Такое слово Валентин Распутин находил в последние годы — в беседах с журналистами разных изданий, писателями, художниками, литературными критиками.
Особое место среди этих бесед занимают диалоги писателя с журналистом газеты «Правда» Виктором Кожемяко, опубликовавшим их в книгах «Последний срок: диалоги о России», «Валентин Распутин. Боль души», «Эти двадцать убийственных лет». В послесловии ко второму сборнику журналист написал:
«…сложился если не дневник, то своего рода ежегодник, в котором последовательно запечатлелось многое из того, что особенно волновало, тревожило, озабочивало Валентина Григорьевича Распутина при переходе из века в век, из тысячелетия в тысячелетие.
Я знаю, ему эта многолетняя работа, которая, надеюсь, ещё продолжится, по-особому дорога. Как документ времени? Нет, пожалуй, даже более, гораздо более того. Как свидетельство души во времени. А работал он над текстами этих бесед по-писательски — по-распутински, я бы сказал. Предельно кропотливо и тщательно, выверяя каждое слово и малейший нюанс. Так же, как работает над повестью, рассказом или очерком.
Значит, и это неотъемлемая часть творчества большого русского писателя на крутом рубеже биографии его Родины, которую он любит поистине больше жизни».
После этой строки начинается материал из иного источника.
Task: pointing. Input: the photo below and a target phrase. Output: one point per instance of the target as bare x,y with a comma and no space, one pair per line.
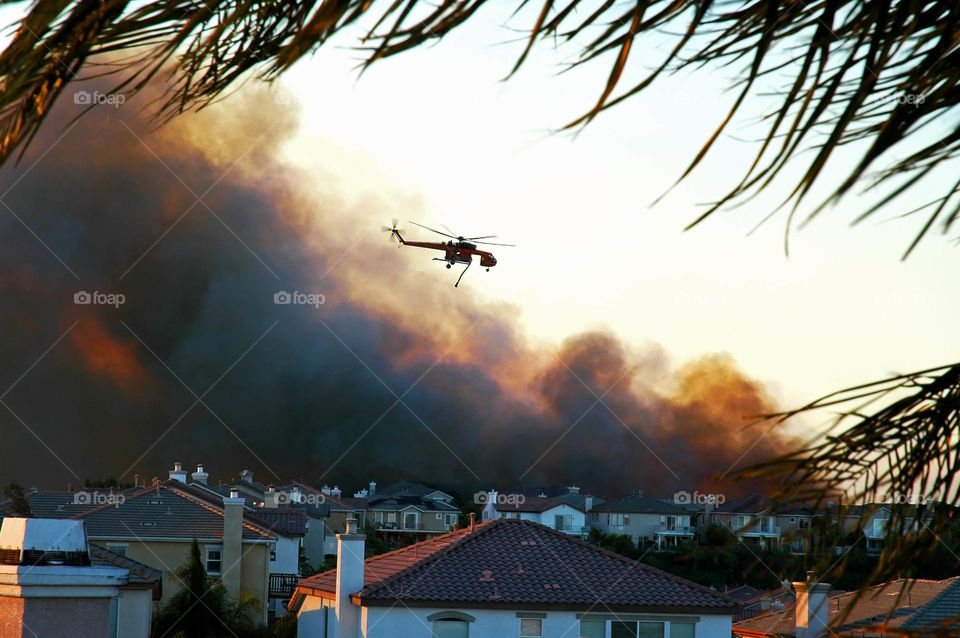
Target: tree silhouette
872,72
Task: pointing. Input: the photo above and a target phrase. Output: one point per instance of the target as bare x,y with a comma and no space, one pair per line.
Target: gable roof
139,574
144,513
877,605
287,520
639,504
749,504
405,488
944,607
520,564
531,504
397,503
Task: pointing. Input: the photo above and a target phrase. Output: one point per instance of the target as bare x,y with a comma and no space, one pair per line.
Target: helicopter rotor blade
490,243
436,231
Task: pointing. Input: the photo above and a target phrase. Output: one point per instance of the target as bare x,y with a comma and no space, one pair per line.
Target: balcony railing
282,585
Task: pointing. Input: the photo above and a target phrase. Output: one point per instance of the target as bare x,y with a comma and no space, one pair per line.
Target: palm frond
871,71
904,456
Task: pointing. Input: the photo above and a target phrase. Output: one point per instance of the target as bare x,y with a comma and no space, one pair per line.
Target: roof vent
43,541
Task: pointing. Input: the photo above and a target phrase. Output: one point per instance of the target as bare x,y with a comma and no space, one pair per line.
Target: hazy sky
476,153
436,136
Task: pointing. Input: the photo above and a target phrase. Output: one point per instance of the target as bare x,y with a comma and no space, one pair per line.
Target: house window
650,630
451,624
531,627
450,629
635,629
214,559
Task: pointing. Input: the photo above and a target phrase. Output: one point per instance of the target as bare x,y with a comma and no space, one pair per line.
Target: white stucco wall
381,622
135,609
288,556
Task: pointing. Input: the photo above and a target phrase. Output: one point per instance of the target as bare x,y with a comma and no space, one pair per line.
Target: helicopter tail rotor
394,231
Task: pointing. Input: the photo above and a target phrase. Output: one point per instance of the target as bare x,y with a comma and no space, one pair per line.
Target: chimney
270,498
812,608
200,476
232,541
489,511
349,579
178,473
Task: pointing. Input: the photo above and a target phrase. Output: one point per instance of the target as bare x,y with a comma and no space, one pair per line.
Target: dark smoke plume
198,225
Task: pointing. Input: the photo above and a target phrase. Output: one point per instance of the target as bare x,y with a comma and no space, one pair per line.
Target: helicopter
460,251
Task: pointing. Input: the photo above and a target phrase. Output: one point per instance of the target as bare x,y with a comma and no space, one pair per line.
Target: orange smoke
107,356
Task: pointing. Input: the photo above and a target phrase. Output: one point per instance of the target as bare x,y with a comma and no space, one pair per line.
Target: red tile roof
520,564
877,605
383,566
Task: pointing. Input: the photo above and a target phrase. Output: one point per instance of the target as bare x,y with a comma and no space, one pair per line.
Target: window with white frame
451,629
531,627
118,548
619,519
619,627
214,562
451,624
410,520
Надо заметить, что даже в тех горячих диалогах, где речь шла о гибельном состоянии страны и её вечного работника, писатель находил и обнадёживающие, и исцеляющие, и вдохновляющие слова. Там же, где беседа касалась разрушителей державы, он бросал в их адрес предупреждающие и отрезвляющие «глаголы» (в пушкинском смысле).
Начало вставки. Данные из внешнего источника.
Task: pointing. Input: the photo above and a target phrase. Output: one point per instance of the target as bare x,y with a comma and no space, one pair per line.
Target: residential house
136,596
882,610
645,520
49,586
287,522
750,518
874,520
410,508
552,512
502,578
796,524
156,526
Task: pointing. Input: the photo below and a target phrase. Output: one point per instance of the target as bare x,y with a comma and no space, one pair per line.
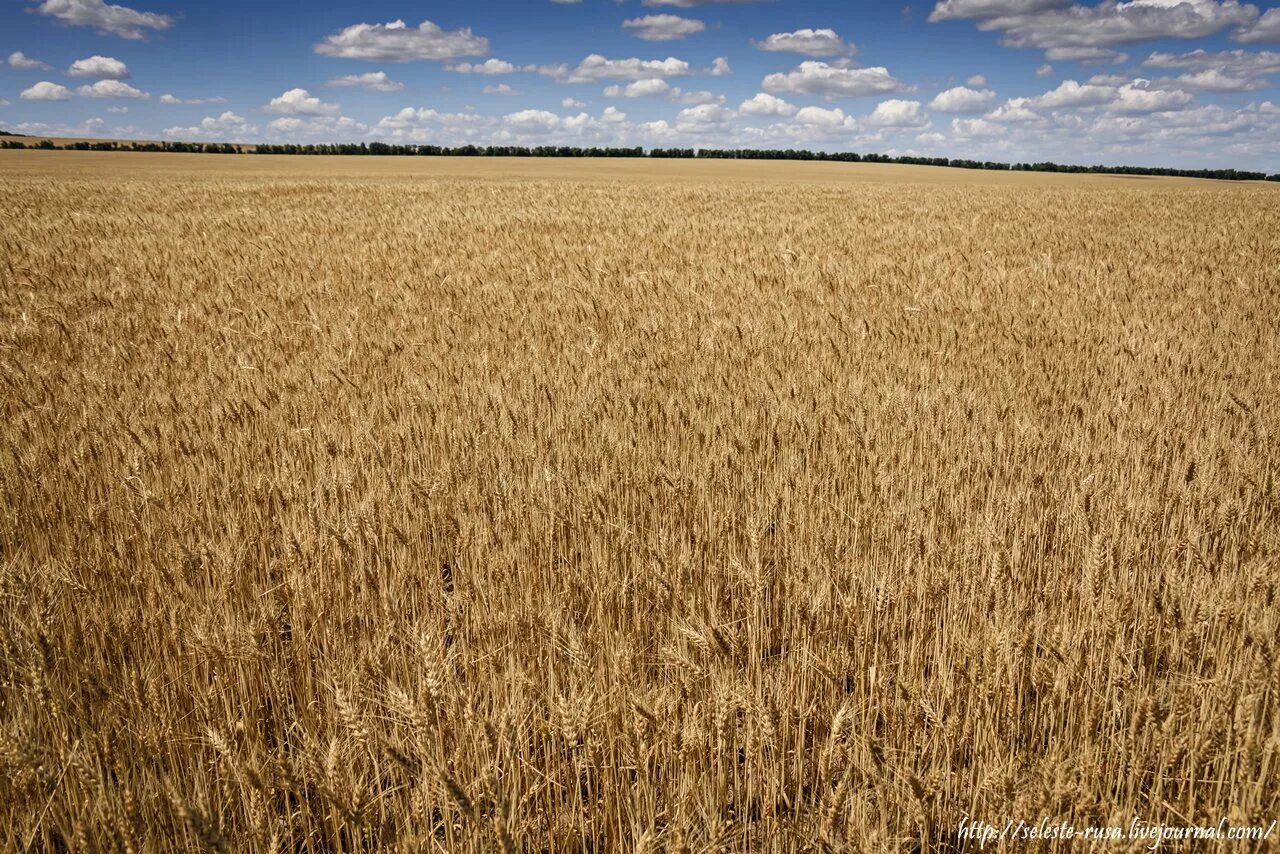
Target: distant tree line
385,149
«Вот вам жизнь моей родной деревни на реке Ангаре, теперь там Братское водохранилище. Судите сами, жизнь ли это? Почти сорок лет назад моя Аталанка была переселена из зоны водохранилища на елань, сюда же свезли ещё пять соседних деревень. Вместо колхозов стал леспромхоз. В прошлом году (1997-м; беседа состоялась в апреле 1998-го. — А. Р.) он пал смертью храбрых на рыночном фронте. В большом посёлке не осталось ни одного рабочего места. Магазин и пекарню закрыли, школа сгорела, солярку покупать не на что, электричество взблескивало ненадолго в утренние и вечерние часы, теперь, думаю, погасло совсем. Но это ещё бы не вся беда. Воду в „море“ брать нельзя, заражена много чем, а особенно опасно — ртутью. Рыбу по этой же причине есть нельзя. Почту могут привезти раз в неделю, а могут и раз в месяц. Два года назад, в то время леспромхоз ещё слабенько шевелился, мои земляки выкапывали по весне только что высаженную картошку. Что будет этой весной, что будет дальше, сказать не берусь. И если бы в таком аховом положении была одна моя деревня… Их по Ангаре, Лене, Енисею множество. Никакого сравнения не только с войной… сравнить не с чем».
Добавлю к этому собственное впечатление о посёлке, сохранившем название родной деревни писателя. Именно в тот год, о котором идёт речь в диалоге, мы приехали в Аталанку на день втроём: Распутин, я и журналист иркутской газеты. На улице к знаменитому земляку подходили люди — мужчины всё какие-то потерянные, помятые, иные с явными признаками известной слабости, женщины озабоченные, словно бы вдруг вспомнившие, что они способны и улыбаться. Школа-восьмилетка, лишившаяся из-за пожара собственного здания, ютилась в заброшенном детском саду. Мы вошли. Ребята в тот холодный весенний день сидели за старыми домашними столами в верхней одежде, от щелястого пола сквозило. Комнаты с тонкими перегородками и наспех навешенными дверями полнились голосами из соседних «классов». Детей в школе не кормили: власти не имели на это денег… Со сжавшимся сердцем вспомнил я свою маленькую деревню военного сорок второго года, детсад, который был открыт колхозом для нас, голодающих малышей, чистую и тёплую, с домашними печами, начальную школу, куда мы заглядывали иногда к своим старшим братьям или сёстрам. Какие же враги принесли на обогревавшую нас прежде землю такое разорение?